I wonder how much I would have appreciated this book a few years ago.  As a late-20 something myself, I laughed out loud at how the 24 year old version of me would react if she was plunked into my current life.  A lot really does change in 4 years in your 20s, especially with regards to your career and your love life.  The plot kind of reminded me a bit of the plot of one of my favorite romcoms 13 Going On 30.  Someone who is (or perceives of themselves as) much younger and less experienced than the person whose life they are now living.  How that affects them and how they react to it is really interesting.  Both stories show how important actually going through the growing pains really are.  You can’t just suddenly handle a more adult life; you have to grow into it.

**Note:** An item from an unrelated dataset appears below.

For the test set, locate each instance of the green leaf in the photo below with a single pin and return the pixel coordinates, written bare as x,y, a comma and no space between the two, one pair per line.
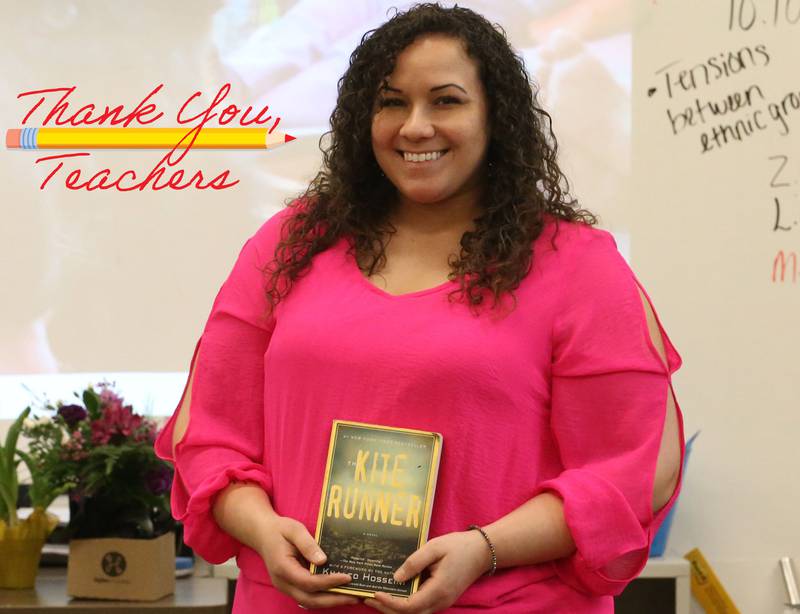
92,402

I also appreciated that, although Lexi’s husband is drop-dead gorgeous, both she and he believe she should not sleep with him until she is comfortable with him again.  She may be married to him, but she doesn’t remember who he is, and she shouldn’t do anything until she’s ready.  If she ever is.  Her husband is definitely controlling of her when it comes to how their household is run and how they spend money, but he is very respectful of her sexually.  He doesn’t touch her unless invited to, and he stops when she says to.  I was really happy to see this focus on positive, enthusiastic consent portrayed in the book.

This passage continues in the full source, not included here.